Rival tidak bisa merasakan energi apapun di tempat ia pijak ini, kaki nya mencoba menerawang mungkin saja ia kenal dengan lantai yang ia pijak sekarang, tapi tetap saja ia tidak bisa merasakan apapun di lantai yang ia pijak.
"Di mana ini? SIAPA KALIAN!!" teriak Rival, mulai marah dengan orang yang memperlakukannya seperti ini. "Aku bersumpah akan membunuh kalian!!" Rival mengancam.

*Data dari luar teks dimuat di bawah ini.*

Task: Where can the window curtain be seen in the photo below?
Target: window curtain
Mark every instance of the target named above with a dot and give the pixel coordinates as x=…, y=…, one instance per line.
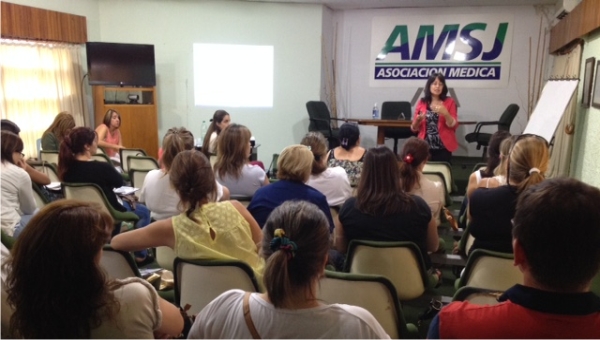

"Apa kau yakin?" tanya seorang pria.
Pandangan Rival mulai terlihat jelas. "Kau?" Iris mata merah Rival membesar, tidak percaya jika ia akan bertemu dengan pria yang ingin ia jauhi. "KURANG AJAR!!" Rival kembali mengamuk mencoba membebaskan diri dari ikatan.
"Diamlah! Sejak awal seharusnya kau ke tempat ini!" balas seseorang.
Sekarang Rival tahu kenapa kedua bersaudara itu selalu ikut campur dengan urusan pribadinya. Habil dan Qabil begitu naif saat didepannya.
"Maafkan aku Rival, tidak seharusnya kau seperti itu pada Tuan Eric." ucap Habil begitu tenang.
"Persetan dengan sekolah ini!!" Rival mulai emosi.
Qabil pemilik sifat emosian ingin sekali memukul mulut Rival, namun niatnya dihentikan oleh Tuan Eric.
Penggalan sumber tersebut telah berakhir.